Backed by a simple yet effective set of flashing neon signs, the synthesiser motif signalling the start of current UK single "Lotus" recieved a suprisingly positive reaction from the crowd (considering how keen the media to shove it down our throats that "Up" isn't apparently selling as well as previous albums), and at once your reviewer found himself pogoing like crazy with the rest of the tens of thousands of people who turned out to watch. Crowd excitement was further heightened by "What's the Frequency, Kenneth?", an in-your-face reminder of just how much REM can "rock" (if you'll pardon the expression!) when they choose to. The band were obviously encouraged by the enthusiasm of crowd after just two such new songs, Mills telling us "damn, we like playing in this country!".
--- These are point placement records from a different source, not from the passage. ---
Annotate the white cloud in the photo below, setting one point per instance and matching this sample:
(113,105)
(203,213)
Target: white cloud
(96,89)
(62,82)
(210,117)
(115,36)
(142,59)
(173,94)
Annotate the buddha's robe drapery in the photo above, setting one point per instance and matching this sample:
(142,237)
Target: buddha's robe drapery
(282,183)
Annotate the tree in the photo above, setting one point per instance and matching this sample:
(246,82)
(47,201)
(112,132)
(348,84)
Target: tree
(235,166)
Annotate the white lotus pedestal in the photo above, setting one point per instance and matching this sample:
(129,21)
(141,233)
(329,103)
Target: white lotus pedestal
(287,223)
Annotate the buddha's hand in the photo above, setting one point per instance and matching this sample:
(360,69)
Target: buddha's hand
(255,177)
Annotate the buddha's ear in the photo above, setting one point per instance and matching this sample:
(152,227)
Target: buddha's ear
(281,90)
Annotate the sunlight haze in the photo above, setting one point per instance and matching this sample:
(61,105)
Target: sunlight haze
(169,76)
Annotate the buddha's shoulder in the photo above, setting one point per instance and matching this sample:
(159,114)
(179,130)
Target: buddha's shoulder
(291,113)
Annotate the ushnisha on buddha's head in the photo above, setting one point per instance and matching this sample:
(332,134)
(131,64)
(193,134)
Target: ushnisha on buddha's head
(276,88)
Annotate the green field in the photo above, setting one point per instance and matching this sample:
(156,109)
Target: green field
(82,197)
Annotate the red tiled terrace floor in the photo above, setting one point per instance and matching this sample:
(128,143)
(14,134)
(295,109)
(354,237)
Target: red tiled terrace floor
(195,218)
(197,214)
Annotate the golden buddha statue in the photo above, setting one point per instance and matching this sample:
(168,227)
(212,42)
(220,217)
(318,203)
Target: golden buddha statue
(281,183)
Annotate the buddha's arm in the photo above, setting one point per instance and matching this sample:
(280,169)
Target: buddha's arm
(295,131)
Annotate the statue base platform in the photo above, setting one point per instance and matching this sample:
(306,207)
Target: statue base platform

From here on in, the band presented a well balanced selection of old and new songs, with personal highlights being "So Fast So Numb", "Man on the Moon", and "The One I Love", the latter introduced by Stipe as "....technically a crowd pleaser, but we're gonna play it anyway cos we f##king like playing it." Stipe seemed much more enthusiastic to talk to the crowd (an important skill to have to keep audience attention at a large festival, especially Glastonbury) than the last time I saw REM (Monster tour, Milton Keynes Bowl, UK - I took the bus cos I was too young to drive!), and dedicated "The Wake Up Bomb" to Blondie, and "Tongue" to all the women present. He also asked us is we were going to see Patti Smith (playing the following night), and a rare bemused smirk crept across his face as the crowd replied in a unified voice "no!". He proceeded to ask us if he could change our minds, and seemed even more amused when he asked us if we'd "ever seen something real", and bizarrely the majority of the crowd replied "no" (???). Much laughter and cheering was incited when he told us he could "..smell that we are real people" - I mean, it was the first day, how much body odour can an average festival goer acquire ten hours?
I was quite suprised by how well the softer textures of the "Up" songs filled such a large outdoor space, but they seamlessly blended with the older, more familiar material. REM seemed to have lost none of their sound with the departure of Bill Berry, and still seemed more than capable of putting on an excellent show. The singalong highlight of the evening was "Everybody Hurts", but my attempts to participate in the all-too-cliched rock concert act of waving a lighter above my head was marred by a sudden wind.
The Stipe and Mills acoustic encore of "Why Not Smile" was only marred slightly by some very drunk Welshman screaming in my ear "...f##king top band, mate, f##king amazing guitar player" before he (thankfully) ran off into the crowd shouting something about Led Zeppelin (who knows, it was Glastonbury after all!).
After a truly great one and a half hour performance enjoyed by all, the band finished on a highly charge "Its the end of the world as we know it (and I feel fine)", and then they were gone, the masses left to wander back to their tents singing "..I feel fine" in drunken slurs.